The issue of poor child performance is complex. Many factors come into play. Teacher-factor, pupil-factor, defects with the system itself, infrastructural, socio-economic, cultural and political challenges could affect quality education delivery.
However, the beef of this piece is to discuss briefly how the Ghanaian school is suffering as a result of deficits in the supply of textbooks and other reading materials. Reading habits, we are told, are now low among pupils. It may not be due to laziness on the part of the child or reading difficulties but simply because the materials are not there for them to read.

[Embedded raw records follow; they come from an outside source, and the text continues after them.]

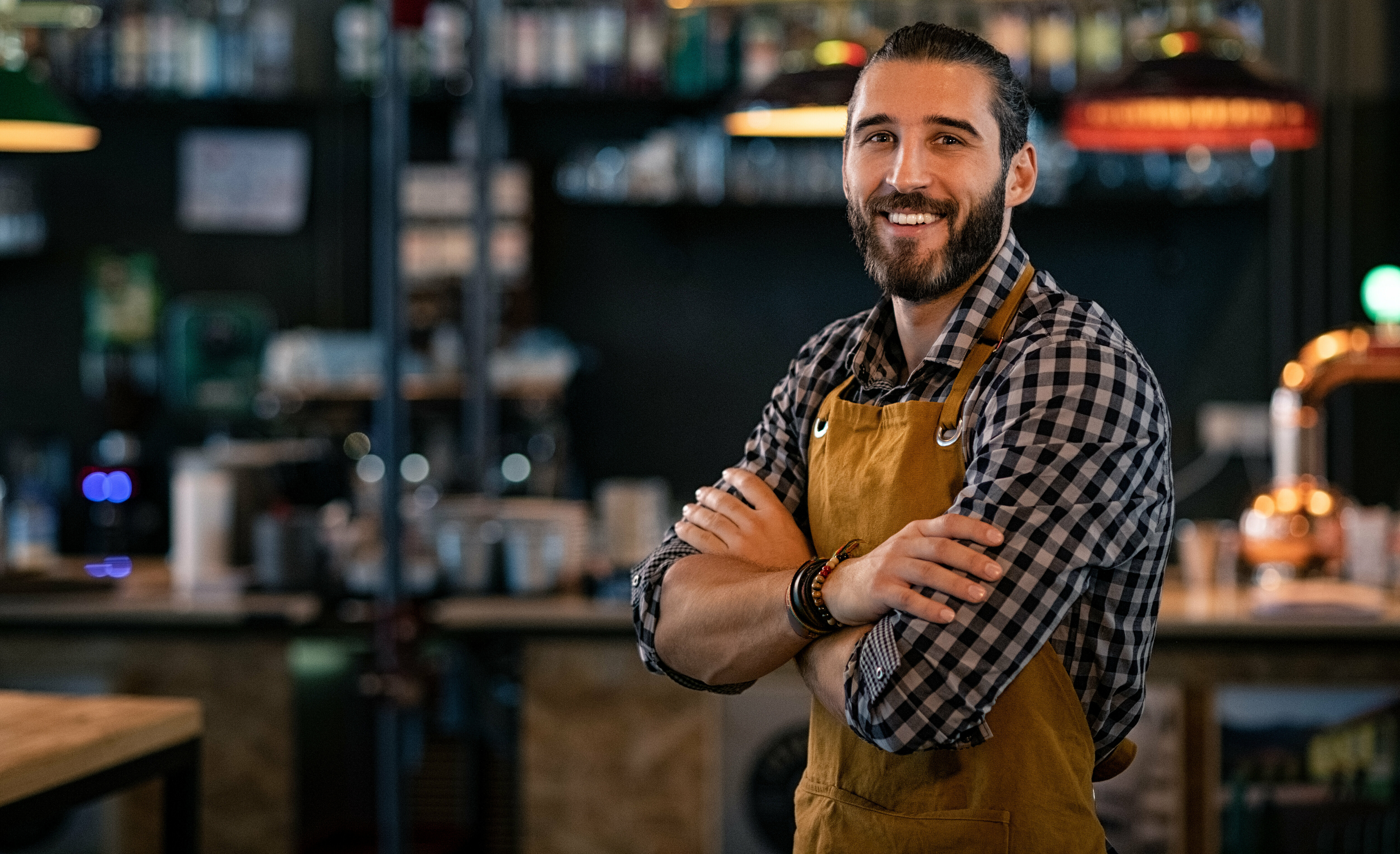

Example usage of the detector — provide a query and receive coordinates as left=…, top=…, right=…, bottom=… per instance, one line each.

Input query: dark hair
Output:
left=857, top=21, right=1030, bottom=171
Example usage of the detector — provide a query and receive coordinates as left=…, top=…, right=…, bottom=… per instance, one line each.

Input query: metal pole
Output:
left=462, top=0, right=504, bottom=494
left=370, top=0, right=409, bottom=854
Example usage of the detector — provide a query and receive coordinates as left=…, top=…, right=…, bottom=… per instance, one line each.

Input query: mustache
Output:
left=865, top=192, right=958, bottom=220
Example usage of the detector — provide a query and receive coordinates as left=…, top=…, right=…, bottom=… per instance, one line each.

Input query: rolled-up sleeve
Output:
left=846, top=336, right=1173, bottom=753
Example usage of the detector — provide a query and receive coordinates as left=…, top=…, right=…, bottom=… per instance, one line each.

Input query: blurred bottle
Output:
left=112, top=0, right=147, bottom=94
left=146, top=0, right=185, bottom=95
left=545, top=6, right=584, bottom=90
left=335, top=1, right=385, bottom=91
left=1079, top=7, right=1123, bottom=74
left=510, top=7, right=545, bottom=88
left=584, top=6, right=627, bottom=92
left=248, top=0, right=297, bottom=98
left=983, top=8, right=1030, bottom=83
left=627, top=0, right=666, bottom=94
left=739, top=14, right=783, bottom=91
left=704, top=8, right=739, bottom=92
left=1032, top=8, right=1075, bottom=92
left=179, top=0, right=218, bottom=98
left=423, top=0, right=471, bottom=95
left=216, top=0, right=253, bottom=97
left=77, top=6, right=114, bottom=98
left=671, top=8, right=710, bottom=98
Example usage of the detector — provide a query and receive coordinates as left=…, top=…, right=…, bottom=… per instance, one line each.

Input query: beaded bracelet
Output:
left=812, top=539, right=861, bottom=629
left=787, top=540, right=861, bottom=640
left=787, top=557, right=836, bottom=640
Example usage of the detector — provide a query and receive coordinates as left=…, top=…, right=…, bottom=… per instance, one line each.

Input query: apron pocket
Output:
left=792, top=785, right=1011, bottom=854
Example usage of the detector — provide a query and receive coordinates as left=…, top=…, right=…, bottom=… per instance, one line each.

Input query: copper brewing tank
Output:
left=1239, top=325, right=1400, bottom=575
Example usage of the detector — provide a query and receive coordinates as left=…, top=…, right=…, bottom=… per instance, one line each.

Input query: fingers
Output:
left=724, top=469, right=787, bottom=512
left=680, top=504, right=739, bottom=543
left=910, top=512, right=1005, bottom=546
left=907, top=538, right=1005, bottom=582
left=696, top=486, right=753, bottom=525
left=885, top=585, right=953, bottom=623
left=895, top=560, right=991, bottom=605
left=676, top=521, right=728, bottom=554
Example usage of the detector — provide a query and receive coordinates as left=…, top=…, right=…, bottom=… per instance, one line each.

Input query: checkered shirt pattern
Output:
left=631, top=234, right=1173, bottom=759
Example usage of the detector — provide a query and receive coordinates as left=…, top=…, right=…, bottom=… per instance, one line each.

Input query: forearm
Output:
left=655, top=554, right=808, bottom=685
left=797, top=626, right=871, bottom=721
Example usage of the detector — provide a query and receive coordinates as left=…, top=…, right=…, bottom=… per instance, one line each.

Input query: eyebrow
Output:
left=851, top=112, right=981, bottom=140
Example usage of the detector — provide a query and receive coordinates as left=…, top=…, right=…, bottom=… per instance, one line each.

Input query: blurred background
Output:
left=0, top=0, right=1400, bottom=854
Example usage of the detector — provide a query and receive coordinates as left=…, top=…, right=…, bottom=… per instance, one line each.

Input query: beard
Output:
left=846, top=181, right=1007, bottom=302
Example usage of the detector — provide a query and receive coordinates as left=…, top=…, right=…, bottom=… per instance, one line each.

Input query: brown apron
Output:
left=792, top=265, right=1104, bottom=854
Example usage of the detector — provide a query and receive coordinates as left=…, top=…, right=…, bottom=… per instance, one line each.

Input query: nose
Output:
left=885, top=134, right=932, bottom=193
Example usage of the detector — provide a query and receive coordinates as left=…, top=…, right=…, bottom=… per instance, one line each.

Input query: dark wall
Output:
left=536, top=193, right=1273, bottom=515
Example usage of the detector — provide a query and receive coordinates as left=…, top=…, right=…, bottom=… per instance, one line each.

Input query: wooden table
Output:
left=0, top=692, right=203, bottom=854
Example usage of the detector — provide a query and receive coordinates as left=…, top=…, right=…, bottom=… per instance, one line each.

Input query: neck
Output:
left=893, top=224, right=1008, bottom=382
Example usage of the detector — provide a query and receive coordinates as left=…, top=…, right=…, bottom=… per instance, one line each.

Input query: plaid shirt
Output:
left=631, top=234, right=1173, bottom=759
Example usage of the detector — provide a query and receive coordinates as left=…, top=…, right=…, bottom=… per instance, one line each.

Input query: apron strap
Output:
left=934, top=262, right=1036, bottom=448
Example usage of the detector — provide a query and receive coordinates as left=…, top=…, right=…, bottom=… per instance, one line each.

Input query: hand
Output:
left=822, top=514, right=1002, bottom=626
left=676, top=469, right=812, bottom=570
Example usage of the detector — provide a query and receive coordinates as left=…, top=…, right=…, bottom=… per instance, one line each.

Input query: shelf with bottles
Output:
left=24, top=0, right=471, bottom=102
left=498, top=0, right=1264, bottom=99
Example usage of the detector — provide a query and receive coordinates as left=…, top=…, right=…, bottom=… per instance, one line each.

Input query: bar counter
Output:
left=8, top=571, right=1400, bottom=854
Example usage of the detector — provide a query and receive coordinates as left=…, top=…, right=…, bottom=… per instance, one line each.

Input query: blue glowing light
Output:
left=83, top=554, right=132, bottom=578
left=83, top=470, right=133, bottom=504
left=106, top=472, right=132, bottom=504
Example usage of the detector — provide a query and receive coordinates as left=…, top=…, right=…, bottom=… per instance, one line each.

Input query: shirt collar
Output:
left=847, top=231, right=1030, bottom=388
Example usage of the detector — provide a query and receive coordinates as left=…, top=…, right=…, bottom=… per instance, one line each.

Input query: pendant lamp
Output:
left=1063, top=27, right=1317, bottom=154
left=0, top=69, right=101, bottom=153
left=724, top=40, right=867, bottom=137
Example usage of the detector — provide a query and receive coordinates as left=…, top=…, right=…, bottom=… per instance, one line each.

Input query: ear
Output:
left=1007, top=143, right=1039, bottom=207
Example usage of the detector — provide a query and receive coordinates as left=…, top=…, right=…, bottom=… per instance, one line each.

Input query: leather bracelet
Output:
left=787, top=557, right=836, bottom=640
left=811, top=539, right=861, bottom=630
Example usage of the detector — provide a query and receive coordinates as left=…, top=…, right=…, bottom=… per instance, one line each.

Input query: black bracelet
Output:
left=787, top=557, right=837, bottom=640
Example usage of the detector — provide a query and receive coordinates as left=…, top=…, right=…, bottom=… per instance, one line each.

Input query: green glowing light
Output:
left=1361, top=265, right=1400, bottom=324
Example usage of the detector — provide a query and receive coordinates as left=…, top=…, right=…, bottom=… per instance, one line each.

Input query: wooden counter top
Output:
left=0, top=692, right=203, bottom=805
left=1156, top=584, right=1400, bottom=641
left=428, top=596, right=633, bottom=634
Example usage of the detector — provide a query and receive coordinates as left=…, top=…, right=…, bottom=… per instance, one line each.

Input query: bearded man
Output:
left=633, top=24, right=1173, bottom=854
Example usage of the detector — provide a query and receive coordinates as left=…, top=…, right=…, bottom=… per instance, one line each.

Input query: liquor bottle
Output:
left=1030, top=8, right=1075, bottom=92
left=704, top=8, right=739, bottom=92
left=216, top=0, right=253, bottom=98
left=423, top=0, right=471, bottom=95
left=1079, top=7, right=1123, bottom=74
left=178, top=0, right=220, bottom=98
left=584, top=6, right=627, bottom=92
left=335, top=0, right=385, bottom=92
left=511, top=7, right=545, bottom=88
left=545, top=6, right=584, bottom=90
left=248, top=0, right=297, bottom=98
left=112, top=0, right=146, bottom=94
left=983, top=8, right=1030, bottom=83
left=739, top=14, right=783, bottom=91
left=671, top=8, right=710, bottom=98
left=627, top=0, right=666, bottom=94
left=77, top=6, right=114, bottom=98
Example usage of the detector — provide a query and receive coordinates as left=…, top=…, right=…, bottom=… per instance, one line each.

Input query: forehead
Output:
left=851, top=60, right=997, bottom=131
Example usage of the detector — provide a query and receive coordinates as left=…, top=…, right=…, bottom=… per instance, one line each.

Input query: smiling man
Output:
left=633, top=24, right=1173, bottom=854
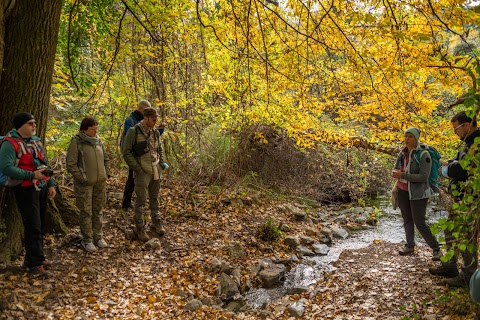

The other day, I heard that some public basic schools in Accra have inadequate textbooks compelling pupils to share the few available in class. The reason was simple. For lack of support, the Ghana Education Service has been unable to produce and distribute new, quality books to schools since 2007. If Mamprobi North '1' Primary in Accra should also go through this situation, I wonder how Ave-Adzigo L/A Primary in the Volta Region would look like.
I cannot fathom how quality education can be promoted in an atmosphere of no textbooks. Hardly would one see a school these days with a well-equipped library or an office with textbooks, story books, magazines, journals, newsletters and periodicals. Even at the colleges and universities, there are problems. Most of the materials are either lacking, worn out or outdated. Most communities too do not have libraries. If any at all, the standard is often below appreciation.
As a person with several years of experience as student and teacher in rural and urban settings, I can say, with confidence, so long as this situation of no textbooks is allowed to remain, pupil performance would also continue to dwindle. It would make no sense to tell pupils to read when there is virtually no book around. In some schools, teachers are the only source of knowledge to pupils. If the teacher should fail to give simplified notes, then majority of pupils would not have anything to read on their own.
A couple of days ago, I almost shed tears when a group of pupil teachers in a rural circuit lamented bitterly at the way and manner they suffer to prepare lessons for their kids. If not because it was a seminar that I was speaking at with heavy presence of education officers, I would have incited the teeming participants to stage some demonstrations to register their sentiments for immediate solutions. How could a school exist without any books on Mathematics yet pupils are expected to receive quality tuition to be able to do well?
What must be understood here is that the rural teacher, for instance, would find it difficult to get access to knowledge from other sources. In some acute situations, there are no electricity and telecommunication facilities then to talk of internet access. Roads are very bad. The rural teacher would have to move helter-skelter to fish for information. But the question still remains, to what extent can he/she reach?
My position is that government can make available to the child speckled social interventions, such as free uniform distribution, free feeding, capitation grants, etc but still the child may perform badly if textbooks are lacking. Knowledge is derived through reading. Hardly the child can gain knowledge in an environment of no or inadequate books.
Actually, I was a bit worried when I overheard the Deputy Director-General of GES in charge of Basic Education, Mr. Stephen Adu, say to the Junior Graphic the other day that a committee has now been set up to review the textbook policy to find out the possibility of reprinting or phasing out for a new set of books to be produced to meet the needs of the child and also for correct syllabi to be printed for distribution across the country. To me, this comment has come too late and sounds like a political promise which is likely to be thrown away. Since 2007 when a new educational system was rolled out, our schools have lived till date without new books and materials, WHY?